I have always loved getting behind the scenes; it is likely that others feel the same – I don’t know.
I was reflecting on this last week, in relation to technology; I think it was shortly after unscrewing my son’s bass guitar and peering inside at the (broken) wire (subsequently, successfully soldered by grandfather) that the thought came to me.
When I was young, this was something I loved – taking to bits, disassembling, particularly electrical items – TVs, radios, puzzles and games.
This is not to say I knew what I was doing – I am not and never have been particularly technical – I never understood what I was looking-at, it was more the taking apart and looking rather than the subsequent fiddling.

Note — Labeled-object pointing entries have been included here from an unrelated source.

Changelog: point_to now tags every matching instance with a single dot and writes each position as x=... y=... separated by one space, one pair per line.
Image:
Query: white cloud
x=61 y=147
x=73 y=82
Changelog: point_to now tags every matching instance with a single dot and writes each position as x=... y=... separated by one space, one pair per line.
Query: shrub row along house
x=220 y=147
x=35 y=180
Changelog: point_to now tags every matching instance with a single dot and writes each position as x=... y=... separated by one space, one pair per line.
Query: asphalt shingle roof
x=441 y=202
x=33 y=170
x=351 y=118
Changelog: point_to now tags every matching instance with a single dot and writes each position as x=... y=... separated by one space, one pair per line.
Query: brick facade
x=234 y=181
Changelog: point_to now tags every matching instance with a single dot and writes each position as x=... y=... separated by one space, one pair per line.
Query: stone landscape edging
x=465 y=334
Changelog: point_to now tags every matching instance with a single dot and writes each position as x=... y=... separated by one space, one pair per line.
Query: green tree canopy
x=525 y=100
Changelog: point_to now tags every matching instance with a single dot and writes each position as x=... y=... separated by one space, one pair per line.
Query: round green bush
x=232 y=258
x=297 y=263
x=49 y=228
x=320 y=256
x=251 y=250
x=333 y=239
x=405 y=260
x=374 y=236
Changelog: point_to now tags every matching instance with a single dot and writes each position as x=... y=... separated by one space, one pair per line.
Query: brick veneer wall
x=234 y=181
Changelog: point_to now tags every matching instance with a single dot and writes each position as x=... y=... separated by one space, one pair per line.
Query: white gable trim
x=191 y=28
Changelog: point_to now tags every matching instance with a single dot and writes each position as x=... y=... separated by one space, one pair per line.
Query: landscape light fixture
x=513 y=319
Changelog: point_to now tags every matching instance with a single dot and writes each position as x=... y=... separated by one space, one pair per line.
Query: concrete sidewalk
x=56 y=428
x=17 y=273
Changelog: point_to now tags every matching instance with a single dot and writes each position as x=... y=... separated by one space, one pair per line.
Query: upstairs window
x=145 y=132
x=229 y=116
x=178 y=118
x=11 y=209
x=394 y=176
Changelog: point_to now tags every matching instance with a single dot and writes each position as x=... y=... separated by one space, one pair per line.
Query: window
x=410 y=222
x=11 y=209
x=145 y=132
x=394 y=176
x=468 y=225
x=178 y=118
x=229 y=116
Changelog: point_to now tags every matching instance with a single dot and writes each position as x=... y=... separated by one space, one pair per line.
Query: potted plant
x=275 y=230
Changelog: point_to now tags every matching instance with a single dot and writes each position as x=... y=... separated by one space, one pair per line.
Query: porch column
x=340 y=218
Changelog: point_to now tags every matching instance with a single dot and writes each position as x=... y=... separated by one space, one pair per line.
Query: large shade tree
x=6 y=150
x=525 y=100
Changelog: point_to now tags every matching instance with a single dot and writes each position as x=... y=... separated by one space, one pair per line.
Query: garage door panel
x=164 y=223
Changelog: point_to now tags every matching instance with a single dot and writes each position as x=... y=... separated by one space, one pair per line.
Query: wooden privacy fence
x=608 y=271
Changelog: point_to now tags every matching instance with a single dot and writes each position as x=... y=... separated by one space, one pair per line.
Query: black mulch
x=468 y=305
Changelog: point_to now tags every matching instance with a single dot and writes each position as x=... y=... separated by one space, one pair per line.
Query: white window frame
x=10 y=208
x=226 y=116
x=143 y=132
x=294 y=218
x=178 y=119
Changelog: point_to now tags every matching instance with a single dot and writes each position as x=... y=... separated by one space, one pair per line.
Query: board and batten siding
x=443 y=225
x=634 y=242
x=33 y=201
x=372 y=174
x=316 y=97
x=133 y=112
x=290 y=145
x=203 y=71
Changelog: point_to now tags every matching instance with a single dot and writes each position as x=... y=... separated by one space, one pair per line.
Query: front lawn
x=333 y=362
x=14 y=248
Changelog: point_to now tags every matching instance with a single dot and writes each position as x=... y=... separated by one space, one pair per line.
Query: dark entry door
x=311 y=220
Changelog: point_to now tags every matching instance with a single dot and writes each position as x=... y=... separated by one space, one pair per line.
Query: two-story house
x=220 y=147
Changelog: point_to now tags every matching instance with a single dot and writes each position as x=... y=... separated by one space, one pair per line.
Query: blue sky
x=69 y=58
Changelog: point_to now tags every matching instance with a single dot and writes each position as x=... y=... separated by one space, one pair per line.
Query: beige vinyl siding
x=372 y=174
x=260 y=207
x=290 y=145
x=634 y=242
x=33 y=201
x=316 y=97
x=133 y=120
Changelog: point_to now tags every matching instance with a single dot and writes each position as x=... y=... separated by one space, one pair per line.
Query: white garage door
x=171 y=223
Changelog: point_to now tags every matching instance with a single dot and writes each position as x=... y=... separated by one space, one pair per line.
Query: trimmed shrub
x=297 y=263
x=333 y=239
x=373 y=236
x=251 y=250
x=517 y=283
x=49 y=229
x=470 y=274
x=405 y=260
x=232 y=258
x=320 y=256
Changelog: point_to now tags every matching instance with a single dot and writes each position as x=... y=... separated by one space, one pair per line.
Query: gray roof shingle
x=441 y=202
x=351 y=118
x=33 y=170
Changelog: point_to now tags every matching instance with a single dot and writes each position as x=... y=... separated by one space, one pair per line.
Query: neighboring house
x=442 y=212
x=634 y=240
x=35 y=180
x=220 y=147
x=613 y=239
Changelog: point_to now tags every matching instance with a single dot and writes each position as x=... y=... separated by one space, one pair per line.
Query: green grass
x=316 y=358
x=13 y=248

This is perhaps one of the many reasons I did not become a surgeon.
The theory has always ranked more highly in my estimation than the practice.
The point for me was not my ineptitude at practical matters, more my thoughts that the fiddling I got up to 40-odd years ago is no longer a meaningful option to my children.
You can’t readily take apart a Samsung, iPhone or X-box, and, if you did, you would likely find inside just tiny circuits that are equally inaccessible.
The innards of my TV, Sat-Nav or laptop are as unlikely to convey a story.
Transistors, vacuum tubes and cathode rays all hold a certain mystique – a gateway to something;
What will this loss or change mean to my children?
How will tomorrow differ mechanistically, disruptively, from today?
Time will tell. There are likely to be other insides they will find, other minutiae to pass the time.
I will always find a home at the bottom of my garden, under the rocks and rubble, examining, investigating the beetles and grubs as they wriggle in the earth.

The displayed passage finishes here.